Merge Sort

Goal: Sort an array from low to high (or high to low)

Invented in 1945 by John von Neumann, merge sort is a fairly efficient sorting algorithm with a best, worst, and average time complexity of O(n log n).

The idea behind merge sort is to divide and conquer: to divide a big problem into smaller problems and solving many small problems instead of solving a big one. I think of merge sort as split first and merge after.

Assume you're given an array of n numbers and you need to put them in the right order. The merge sort algorithm works as follows:

Put the numbers in a pile. The pile is unsorted.
Split the pile into 2. Now you have two unsorted piles of numbers.
Keep splitting the resulting piles until you can't split anymore. In the end, you will have n piles with 1 number in each pile.
Begin to merge the piles together by sequentially pairing a pile with another pile. During each merge, you put the contents in sorted order. This is fairly easy because each individual pile is already sorted.

An example

Splitting

Let's say the numbers to sort are [2, 1, 5, 4, 9]. This is your unsorted pile. The goal is to keep splitting the pile until you can't split anymore.

First, split the array into two halves: [2, 1] and [5, 4, 9]. Can you keep splitting them? Yes you can!

Focus on the left pile. [2, 1] will split into [2] and [1]. Can you keep splitting them? No. Time to check the other pile.

[5, 4, 9] splits to [5] and [4, 9]. Unsurprisingly, [5] can't be split anymore, but [4, 9] splits into [4] and [9].

The splitting process ends with the following piles: [2] [1] [5] [4] [9]. Notice that each pile consists of just one element.

Merging

Now that you've split the array, you'll merge the piles together while sorting them. Remember, the idea is to solve many small problems rather than a big one. For each merge iteration you'll only be concerned at merging one pile with another.

Given the piles [2] [1] [5] [4] [9], the first pass will result in [1, 2] and [4, 5] and [9]. Since [9] is the odd one out, you can't merge it with anything during this pass.

The next pass will merge [1, 2] and [4, 5] together. This results in [1, 2, 4, 5], with the [9] left out again since it's the odd one out.

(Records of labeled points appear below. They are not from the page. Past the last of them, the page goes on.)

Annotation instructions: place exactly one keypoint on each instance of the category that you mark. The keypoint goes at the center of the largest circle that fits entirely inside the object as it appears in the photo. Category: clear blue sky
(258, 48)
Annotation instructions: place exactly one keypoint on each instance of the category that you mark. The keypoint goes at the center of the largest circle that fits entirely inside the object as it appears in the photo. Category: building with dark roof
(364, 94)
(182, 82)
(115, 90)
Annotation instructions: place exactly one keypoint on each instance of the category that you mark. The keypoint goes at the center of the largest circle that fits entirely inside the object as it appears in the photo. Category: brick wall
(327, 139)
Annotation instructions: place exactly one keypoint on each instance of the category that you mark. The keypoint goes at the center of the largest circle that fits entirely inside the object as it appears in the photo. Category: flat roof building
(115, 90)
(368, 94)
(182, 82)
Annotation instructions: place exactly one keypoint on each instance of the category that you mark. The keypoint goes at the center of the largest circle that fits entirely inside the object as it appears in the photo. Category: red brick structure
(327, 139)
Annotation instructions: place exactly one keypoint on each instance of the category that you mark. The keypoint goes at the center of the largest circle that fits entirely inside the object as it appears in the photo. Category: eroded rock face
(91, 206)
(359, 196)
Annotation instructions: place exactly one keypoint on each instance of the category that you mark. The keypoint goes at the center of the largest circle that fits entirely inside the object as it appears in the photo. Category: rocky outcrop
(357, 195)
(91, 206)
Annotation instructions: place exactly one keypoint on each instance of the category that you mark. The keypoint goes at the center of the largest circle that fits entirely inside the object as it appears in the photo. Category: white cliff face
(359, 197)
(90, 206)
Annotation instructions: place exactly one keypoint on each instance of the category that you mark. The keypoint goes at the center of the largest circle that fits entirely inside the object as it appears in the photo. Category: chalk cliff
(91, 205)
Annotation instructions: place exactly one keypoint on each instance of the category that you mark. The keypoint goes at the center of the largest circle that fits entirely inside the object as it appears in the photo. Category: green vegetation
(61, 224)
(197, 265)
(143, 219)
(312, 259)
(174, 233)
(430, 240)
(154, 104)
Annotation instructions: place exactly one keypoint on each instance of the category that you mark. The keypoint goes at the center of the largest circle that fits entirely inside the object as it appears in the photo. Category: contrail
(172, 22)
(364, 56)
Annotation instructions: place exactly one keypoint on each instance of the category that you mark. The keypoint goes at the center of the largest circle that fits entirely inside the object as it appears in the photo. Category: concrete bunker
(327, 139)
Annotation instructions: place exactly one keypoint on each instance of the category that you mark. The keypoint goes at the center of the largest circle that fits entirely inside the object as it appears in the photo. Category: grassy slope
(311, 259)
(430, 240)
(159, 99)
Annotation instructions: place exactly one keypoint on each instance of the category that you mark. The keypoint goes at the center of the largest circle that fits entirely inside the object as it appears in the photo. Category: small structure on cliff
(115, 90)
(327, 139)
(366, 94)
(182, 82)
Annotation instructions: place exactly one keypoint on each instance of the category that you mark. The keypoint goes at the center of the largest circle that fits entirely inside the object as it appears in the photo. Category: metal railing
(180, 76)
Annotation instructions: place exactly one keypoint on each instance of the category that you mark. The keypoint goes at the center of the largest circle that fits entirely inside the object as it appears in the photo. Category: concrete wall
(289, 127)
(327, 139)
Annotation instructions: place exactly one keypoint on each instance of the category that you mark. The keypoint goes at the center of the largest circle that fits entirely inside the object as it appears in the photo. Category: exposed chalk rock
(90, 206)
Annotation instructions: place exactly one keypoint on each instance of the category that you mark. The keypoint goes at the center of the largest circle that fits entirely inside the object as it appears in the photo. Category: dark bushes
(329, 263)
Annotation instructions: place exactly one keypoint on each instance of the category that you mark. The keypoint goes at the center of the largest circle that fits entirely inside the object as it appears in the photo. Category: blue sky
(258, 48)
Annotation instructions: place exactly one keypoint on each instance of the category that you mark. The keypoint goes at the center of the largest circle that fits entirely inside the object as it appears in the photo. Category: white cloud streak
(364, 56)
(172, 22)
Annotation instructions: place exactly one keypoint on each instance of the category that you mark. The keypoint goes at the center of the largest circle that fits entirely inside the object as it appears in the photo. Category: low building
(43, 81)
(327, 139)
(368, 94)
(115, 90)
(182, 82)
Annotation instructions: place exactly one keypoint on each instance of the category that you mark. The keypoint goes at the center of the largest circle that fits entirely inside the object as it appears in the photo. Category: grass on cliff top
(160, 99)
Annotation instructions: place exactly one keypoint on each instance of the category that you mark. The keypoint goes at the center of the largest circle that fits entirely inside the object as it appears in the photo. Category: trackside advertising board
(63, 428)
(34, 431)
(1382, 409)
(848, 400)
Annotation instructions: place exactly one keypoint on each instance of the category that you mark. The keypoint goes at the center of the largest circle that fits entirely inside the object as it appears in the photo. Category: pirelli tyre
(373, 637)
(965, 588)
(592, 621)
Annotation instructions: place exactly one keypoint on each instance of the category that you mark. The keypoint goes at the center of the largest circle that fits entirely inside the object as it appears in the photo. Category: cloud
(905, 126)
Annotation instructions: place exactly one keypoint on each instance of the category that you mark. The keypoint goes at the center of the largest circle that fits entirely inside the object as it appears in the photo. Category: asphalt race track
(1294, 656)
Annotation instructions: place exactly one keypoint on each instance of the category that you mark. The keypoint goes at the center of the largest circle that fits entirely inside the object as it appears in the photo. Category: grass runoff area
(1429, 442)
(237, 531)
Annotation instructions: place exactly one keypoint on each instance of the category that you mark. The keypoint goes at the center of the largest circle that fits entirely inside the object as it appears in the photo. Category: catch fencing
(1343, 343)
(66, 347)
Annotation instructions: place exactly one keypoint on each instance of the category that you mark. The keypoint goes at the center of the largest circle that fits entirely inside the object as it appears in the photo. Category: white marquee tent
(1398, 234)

You're left with only two piles and [9] finally gets its chance to merge, resulting in the sorted array [1, 2, 4, 5, 9].

Top-down implementation

Here's what merge sort may look like in Swift:

func mergeSort(_ array: [Int]) -> [Int] {
  guard array.count > 1 else { return array }    // 1

  let middleIndex = array.count / 2              // 2

  let leftArray = mergeSort(Array(array[0..<middleIndex]))             // 3

  let rightArray = mergeSort(Array(array[middleIndex..<array.count]))  // 4

  return merge(leftPile: leftArray, rightPile: rightArray)             // 5
}

A step-by-step explanation of how the code works:

If the array is empty or only contains a single element, there's no way to split it into smaller pieces. You'll just return the array.
Find the middle index.
Using the middle index from the previous step, recursively split the left side of the array.
Also recursively split the right side of the array.
Finally, merge all the values together, making sure that it's always sorted.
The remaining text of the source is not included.